The China's National Development and Reform Commission said in a statement that China will strengthen monitoring of its economic situation and improve its "reserve" of economic policies. The stimulus measures include a cut to value added tax rates for selected industries and provide tax rebates for others, helping to soothe fears about a slowdown in China and its implications for global growth. The stimulus from the China's spurred a positive movement in most of the markets, following an unexpected fall in China's December exports and imports.
The PBOC has slashed RRR five times over the course of a year to keep liquidity from tightening too much as the economy slows. Twin cuts announced this month were the largest so far.
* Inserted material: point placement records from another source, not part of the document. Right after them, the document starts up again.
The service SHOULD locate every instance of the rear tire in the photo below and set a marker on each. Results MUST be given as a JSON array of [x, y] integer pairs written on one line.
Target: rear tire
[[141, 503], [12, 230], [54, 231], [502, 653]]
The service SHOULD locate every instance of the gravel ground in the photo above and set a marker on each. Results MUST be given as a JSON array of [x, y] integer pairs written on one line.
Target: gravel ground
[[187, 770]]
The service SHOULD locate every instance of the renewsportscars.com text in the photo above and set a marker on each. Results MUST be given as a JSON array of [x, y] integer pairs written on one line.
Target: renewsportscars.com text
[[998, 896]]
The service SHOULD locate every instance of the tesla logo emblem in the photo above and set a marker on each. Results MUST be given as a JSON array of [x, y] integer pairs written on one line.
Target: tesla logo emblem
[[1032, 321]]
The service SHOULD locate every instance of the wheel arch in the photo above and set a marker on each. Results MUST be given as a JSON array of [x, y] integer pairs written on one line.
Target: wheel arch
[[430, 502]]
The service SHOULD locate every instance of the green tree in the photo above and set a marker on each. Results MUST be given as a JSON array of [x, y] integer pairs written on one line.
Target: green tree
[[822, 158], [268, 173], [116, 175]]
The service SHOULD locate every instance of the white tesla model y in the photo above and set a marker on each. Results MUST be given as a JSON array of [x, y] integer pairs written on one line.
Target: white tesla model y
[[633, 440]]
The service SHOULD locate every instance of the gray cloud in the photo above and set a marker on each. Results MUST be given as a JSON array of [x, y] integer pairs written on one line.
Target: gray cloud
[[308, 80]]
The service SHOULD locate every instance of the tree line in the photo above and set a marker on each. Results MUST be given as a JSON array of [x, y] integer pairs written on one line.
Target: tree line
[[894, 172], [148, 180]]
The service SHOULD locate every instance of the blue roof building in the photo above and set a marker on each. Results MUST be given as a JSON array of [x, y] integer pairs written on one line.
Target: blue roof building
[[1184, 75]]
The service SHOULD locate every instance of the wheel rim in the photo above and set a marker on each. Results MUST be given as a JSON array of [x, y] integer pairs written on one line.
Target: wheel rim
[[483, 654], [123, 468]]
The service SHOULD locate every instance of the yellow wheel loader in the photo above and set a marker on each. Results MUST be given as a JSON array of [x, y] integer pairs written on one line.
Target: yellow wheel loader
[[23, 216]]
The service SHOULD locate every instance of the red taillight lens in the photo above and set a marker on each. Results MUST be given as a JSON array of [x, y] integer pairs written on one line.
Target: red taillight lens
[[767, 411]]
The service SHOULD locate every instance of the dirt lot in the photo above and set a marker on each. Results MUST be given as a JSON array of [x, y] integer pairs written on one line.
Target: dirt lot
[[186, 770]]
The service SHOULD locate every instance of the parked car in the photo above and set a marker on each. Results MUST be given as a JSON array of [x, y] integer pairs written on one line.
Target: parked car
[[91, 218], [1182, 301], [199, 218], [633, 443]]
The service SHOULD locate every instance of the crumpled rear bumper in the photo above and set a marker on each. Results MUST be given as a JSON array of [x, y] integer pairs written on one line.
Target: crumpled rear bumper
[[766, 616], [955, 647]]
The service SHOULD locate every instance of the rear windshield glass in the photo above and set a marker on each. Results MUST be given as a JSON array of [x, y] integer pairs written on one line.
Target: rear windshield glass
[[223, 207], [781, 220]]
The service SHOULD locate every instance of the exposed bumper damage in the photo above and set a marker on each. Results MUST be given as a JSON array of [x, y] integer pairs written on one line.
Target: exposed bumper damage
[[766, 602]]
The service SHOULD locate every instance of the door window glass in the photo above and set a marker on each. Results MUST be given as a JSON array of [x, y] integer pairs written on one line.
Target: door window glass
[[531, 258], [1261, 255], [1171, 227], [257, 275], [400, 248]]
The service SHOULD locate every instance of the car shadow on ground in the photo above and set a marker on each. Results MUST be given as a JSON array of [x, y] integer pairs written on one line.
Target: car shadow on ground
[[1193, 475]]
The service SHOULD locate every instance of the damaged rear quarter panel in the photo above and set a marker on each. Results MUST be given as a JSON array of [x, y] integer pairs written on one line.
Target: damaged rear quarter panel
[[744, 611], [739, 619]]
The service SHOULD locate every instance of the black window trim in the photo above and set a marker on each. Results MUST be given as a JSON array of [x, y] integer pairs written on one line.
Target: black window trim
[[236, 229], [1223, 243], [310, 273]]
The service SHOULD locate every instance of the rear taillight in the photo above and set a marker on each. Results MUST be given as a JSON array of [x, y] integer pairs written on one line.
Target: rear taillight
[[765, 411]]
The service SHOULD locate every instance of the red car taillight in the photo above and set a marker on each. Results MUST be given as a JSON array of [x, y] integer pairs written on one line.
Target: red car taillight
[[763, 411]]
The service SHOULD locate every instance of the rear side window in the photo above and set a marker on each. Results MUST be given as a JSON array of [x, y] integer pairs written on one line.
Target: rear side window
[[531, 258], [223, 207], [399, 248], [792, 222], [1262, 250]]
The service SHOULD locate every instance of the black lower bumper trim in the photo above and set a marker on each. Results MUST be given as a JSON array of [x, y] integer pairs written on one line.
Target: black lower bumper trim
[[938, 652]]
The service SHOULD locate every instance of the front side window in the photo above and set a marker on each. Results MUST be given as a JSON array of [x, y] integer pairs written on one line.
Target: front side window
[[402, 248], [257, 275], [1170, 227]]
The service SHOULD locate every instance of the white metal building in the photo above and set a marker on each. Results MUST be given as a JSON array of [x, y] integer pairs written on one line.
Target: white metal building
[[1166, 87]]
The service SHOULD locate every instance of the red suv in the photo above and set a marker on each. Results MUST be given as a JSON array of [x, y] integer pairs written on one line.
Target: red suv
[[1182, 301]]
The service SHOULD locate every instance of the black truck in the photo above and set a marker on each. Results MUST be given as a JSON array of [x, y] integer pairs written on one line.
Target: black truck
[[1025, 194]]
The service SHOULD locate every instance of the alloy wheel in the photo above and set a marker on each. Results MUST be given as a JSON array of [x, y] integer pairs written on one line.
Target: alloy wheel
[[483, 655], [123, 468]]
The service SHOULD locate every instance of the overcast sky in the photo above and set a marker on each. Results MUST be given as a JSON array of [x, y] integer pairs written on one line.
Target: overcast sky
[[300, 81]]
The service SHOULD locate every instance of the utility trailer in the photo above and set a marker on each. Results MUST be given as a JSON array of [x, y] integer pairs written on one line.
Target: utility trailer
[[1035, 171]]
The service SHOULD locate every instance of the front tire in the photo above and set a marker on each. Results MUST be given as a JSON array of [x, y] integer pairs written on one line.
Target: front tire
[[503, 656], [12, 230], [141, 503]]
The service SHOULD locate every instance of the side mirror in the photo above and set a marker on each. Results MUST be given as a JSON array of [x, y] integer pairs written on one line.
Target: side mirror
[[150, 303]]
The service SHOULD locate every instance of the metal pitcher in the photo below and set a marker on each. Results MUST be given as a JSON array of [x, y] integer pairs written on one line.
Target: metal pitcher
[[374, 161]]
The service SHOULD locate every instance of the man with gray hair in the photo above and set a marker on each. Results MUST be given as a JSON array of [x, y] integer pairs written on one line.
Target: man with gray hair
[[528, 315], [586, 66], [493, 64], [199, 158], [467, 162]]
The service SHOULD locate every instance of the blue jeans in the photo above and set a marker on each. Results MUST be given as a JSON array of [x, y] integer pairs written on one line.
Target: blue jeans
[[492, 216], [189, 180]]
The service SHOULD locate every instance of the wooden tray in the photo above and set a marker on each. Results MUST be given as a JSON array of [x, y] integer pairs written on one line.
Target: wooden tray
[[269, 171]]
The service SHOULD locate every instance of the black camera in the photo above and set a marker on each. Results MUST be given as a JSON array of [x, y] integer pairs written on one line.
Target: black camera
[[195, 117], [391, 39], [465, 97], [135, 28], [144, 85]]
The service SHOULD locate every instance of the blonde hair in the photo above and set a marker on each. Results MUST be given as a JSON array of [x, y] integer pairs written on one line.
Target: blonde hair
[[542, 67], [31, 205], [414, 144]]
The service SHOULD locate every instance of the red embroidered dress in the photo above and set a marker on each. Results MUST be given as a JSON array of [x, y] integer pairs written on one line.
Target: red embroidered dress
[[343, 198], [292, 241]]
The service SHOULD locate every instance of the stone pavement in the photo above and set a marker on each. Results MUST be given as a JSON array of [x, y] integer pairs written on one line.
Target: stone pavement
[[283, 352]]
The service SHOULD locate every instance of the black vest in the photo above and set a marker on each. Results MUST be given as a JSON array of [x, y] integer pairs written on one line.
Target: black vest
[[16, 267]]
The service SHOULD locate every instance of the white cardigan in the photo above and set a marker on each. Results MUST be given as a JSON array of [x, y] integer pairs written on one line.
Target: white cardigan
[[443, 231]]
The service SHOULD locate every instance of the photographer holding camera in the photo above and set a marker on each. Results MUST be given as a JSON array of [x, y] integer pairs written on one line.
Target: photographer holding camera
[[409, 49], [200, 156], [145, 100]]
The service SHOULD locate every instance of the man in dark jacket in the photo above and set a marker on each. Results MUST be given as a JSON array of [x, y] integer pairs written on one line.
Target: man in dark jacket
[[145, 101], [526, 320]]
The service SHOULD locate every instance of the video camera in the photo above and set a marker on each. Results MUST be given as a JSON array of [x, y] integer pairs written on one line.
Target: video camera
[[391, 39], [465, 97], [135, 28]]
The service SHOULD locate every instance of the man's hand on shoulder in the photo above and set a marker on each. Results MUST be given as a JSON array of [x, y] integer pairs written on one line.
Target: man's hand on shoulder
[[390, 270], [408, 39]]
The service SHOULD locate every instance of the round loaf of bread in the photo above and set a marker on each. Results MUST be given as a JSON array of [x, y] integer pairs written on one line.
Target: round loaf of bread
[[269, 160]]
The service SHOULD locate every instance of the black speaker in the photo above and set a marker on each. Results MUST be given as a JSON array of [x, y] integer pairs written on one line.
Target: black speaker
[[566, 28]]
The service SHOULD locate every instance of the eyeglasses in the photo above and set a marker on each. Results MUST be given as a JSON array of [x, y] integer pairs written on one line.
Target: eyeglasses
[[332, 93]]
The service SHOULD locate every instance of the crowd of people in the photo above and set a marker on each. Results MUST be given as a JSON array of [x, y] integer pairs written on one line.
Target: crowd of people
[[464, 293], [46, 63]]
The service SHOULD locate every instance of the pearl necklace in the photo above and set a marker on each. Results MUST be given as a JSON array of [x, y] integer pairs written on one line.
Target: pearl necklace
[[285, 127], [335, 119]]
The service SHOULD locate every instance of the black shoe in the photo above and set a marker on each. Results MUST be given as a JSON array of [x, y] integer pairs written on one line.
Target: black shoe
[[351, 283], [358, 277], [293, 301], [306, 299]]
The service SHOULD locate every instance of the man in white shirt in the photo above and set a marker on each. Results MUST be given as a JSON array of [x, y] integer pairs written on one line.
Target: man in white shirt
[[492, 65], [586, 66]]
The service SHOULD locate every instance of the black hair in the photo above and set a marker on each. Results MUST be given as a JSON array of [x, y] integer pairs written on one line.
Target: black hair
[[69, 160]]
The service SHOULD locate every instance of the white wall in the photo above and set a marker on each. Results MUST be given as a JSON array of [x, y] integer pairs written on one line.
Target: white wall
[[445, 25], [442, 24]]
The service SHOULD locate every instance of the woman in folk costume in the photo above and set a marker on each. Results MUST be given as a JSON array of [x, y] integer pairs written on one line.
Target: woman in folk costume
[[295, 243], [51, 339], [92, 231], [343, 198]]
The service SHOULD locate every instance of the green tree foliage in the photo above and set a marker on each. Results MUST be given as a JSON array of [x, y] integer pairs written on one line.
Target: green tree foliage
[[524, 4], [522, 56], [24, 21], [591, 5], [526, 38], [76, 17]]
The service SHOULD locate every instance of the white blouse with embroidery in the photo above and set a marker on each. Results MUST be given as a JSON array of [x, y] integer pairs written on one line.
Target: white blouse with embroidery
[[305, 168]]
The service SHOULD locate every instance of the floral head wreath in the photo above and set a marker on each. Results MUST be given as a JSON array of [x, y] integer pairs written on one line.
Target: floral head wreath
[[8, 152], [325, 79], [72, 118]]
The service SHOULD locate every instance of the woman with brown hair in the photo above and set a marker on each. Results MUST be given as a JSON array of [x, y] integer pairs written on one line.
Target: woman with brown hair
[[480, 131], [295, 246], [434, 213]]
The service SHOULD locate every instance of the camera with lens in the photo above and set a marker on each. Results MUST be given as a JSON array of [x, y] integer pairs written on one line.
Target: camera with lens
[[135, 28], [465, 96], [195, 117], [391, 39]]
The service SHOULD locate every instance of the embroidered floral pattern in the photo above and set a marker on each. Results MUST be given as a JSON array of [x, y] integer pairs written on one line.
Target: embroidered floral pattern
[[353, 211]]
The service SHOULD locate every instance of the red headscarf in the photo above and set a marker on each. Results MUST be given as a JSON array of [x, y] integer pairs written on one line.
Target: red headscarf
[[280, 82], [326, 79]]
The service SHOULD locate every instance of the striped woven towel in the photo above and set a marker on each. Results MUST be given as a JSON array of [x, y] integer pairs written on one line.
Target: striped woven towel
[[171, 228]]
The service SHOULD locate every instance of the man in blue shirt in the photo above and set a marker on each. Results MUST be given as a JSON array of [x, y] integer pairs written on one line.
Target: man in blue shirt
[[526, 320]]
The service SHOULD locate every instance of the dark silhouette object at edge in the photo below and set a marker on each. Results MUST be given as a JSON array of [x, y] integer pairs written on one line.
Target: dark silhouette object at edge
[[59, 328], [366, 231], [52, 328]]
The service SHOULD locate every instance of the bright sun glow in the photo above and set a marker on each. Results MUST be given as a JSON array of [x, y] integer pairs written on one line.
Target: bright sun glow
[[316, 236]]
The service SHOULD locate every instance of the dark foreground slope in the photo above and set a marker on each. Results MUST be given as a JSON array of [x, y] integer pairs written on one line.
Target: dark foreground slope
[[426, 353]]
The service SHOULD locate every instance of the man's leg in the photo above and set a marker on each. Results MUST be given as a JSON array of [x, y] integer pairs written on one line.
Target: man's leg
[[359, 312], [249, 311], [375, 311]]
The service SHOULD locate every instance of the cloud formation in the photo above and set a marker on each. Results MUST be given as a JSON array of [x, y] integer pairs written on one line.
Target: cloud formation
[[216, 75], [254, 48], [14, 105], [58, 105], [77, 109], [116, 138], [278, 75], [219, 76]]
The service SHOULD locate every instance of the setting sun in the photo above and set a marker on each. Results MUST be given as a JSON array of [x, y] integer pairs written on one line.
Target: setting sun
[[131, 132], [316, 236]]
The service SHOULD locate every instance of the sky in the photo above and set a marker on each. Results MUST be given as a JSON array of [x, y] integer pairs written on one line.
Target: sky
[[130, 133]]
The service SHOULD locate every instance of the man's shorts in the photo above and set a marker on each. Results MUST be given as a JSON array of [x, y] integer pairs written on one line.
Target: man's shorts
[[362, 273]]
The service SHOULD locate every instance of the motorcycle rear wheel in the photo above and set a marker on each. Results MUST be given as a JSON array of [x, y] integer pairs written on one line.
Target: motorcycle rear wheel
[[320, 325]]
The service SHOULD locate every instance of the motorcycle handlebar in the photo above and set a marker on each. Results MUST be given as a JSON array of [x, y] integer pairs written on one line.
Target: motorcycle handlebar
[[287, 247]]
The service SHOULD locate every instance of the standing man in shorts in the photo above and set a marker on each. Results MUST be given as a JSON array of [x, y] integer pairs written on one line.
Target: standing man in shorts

The PBOC announced earlier this month that it was cutting the ratio of cash that banks must hold as reserves by 100 basis points (bps), with the first stage of 50 bps reduction effective on Tuesday.
China's government is turning increasingly to tax cuts as the first line of defence against a slowing economy, in a departure from the wasteful infrastructure binges of the past. Further evidence of the shift emerged Tuesday, as senior policy officials pledged that tax reductions on a larger scale are in the pipeline, amid worsening economic data. JPMorgan Chase economists estimate the total impact will be around 2 trillion yuan (US$300 billion), or 1.2% of gross domestic product. Last May the government cut value added taxes for manufacturing, transportation, construction, telecommunications and farm produce industries, followed by a cut in personal income taxes and the introduction of more deductions. Earlier this month, the State Council announced a US$29-billion annual tax cut plan for small companies.
The stimulus from the China's spurred a positive movement in most of the markets, following an unexpected fall in China's December exports and imports. Senior Chinese economic policy officials vowed to increase tax cuts to boost growth, while lending data from the country suggested December estimates may be exceeded.
China's exports to the world fell 4.4% in December from a year earlier, the biggest monthly drop in two years, pointing to further weakening in the world's second-largest economy. Imports also unexpectedly contracted, falling 7.6%, the biggest decline since July 2016. China's global trade volume rose last year but its surplus with the world fell 16.2% to $351.76 billion in 2018, as imports rose 15.8% while exports gained 9.9%.
Chinese automakers were higher on speculations of EV subsidies cut & likely vehicle purchase tax cut in China. Great Wall Motor (02333) climbed 3% to HK$4.99. BYD Company (01211) rose 3% to HK$45.95. Brilliance China Automotive (01114) advanced 1% to HK$6.57.
Oil majors were higher as oil prices rebounded after a 2% slide overnight. Sinopec (00386) rebounded 1% to HK$6.11. CNOOC (00883) climbed 4% to HK$12.72. PetroChina (00857) put on 2% to HK$5.01.
Shares of smartphone producers were also higher. AAC Technologies (02018) jumped 5.1% to HK$48. BYD Electronics (00285) mounted 3% to HK$9.23. Q Technology (01478) added 2% to HK$4.51. Trio Industrial Electronics (01710) jumped 3% to HK$0.285.